Due to time contraints we could not completely restructure the Cassandra database from scratch again. Additionally, Cassandra would quire a larger AWS instance which meant more money would be invested into the deployment. Thus we move on with Postgres.

Update API to use PostgreSQL

The main files that needed to be updated are the controller functions within server/controller.js. We simply need to convert these from using a Mongo client to a Postgres client.

The package linked for Postgres allows for connection pooling, which allows connections to be cached and reused.

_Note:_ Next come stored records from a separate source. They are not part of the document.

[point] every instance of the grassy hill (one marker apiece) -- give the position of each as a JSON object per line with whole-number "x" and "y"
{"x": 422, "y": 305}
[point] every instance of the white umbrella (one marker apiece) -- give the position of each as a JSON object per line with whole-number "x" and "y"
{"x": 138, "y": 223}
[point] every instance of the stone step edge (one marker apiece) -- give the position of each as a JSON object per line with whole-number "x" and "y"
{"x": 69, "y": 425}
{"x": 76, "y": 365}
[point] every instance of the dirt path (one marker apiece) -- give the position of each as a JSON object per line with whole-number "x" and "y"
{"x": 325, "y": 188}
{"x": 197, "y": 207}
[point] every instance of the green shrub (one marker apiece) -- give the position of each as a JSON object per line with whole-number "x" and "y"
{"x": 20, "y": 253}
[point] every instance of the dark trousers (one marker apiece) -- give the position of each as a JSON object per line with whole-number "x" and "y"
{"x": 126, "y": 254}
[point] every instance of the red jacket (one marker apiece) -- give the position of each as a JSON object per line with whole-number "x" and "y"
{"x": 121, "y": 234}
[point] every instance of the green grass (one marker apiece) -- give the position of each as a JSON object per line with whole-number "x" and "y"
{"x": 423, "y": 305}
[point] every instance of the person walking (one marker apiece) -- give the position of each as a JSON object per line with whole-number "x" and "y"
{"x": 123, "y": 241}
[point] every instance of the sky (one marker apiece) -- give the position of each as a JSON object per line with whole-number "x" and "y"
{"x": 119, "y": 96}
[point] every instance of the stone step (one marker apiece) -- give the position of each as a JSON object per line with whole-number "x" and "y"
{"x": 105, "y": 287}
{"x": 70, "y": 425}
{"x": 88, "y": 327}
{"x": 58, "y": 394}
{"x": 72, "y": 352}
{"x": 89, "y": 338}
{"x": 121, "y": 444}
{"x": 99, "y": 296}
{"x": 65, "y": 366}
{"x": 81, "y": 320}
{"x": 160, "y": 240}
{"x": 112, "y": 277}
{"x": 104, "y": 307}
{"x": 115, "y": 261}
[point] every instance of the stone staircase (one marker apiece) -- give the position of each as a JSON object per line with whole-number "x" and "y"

Here is a simplified snippet of the controllers.js file:

const client = require('../db/postgres/database.js');

const getPrimaryInstructor = async (req, res) => {
  const pool = await client.connect();
  const courseId = parseInt(req.params.courseNumber, 10);
  const sql = {
    text: `SELECT * FROM ${schema}.instructor_details WHERE instructor_id IN (SELECT instructor_id FROM ${schema}.primary_instructors WHERE course_id=$1::int)`,
    values: [courseId],
  };
  try {
    const response = await pool.query(sql);
    if (response.rows.length === 0) throw new Error('No primary instructor with the course number.');
    return res.send(response.rows);
  } catch (err) {
    return res.status(400).send(err.message);
  } finally {
    pool.release();
  }
};

module.exports = {
  getPrimaryInstructor,
};

I tend to separate the database client from the controller and store the file into the database folder (e.g. ~/db/postgres/database.js). This allows me to use the client in case other files need to use it in future iterations.

const { Pool } = require('pg');

const client = new Pool({
  user: process.env.PGUSER,
  password: process.env.PGPASSWORD,
  host: process.env.PGHOST,
  database: process.env.PGDATABASE,
  port: process.env.PGPORT,
});

module.exports = client;

Now we are ready to deploy and make improvements to the app performance.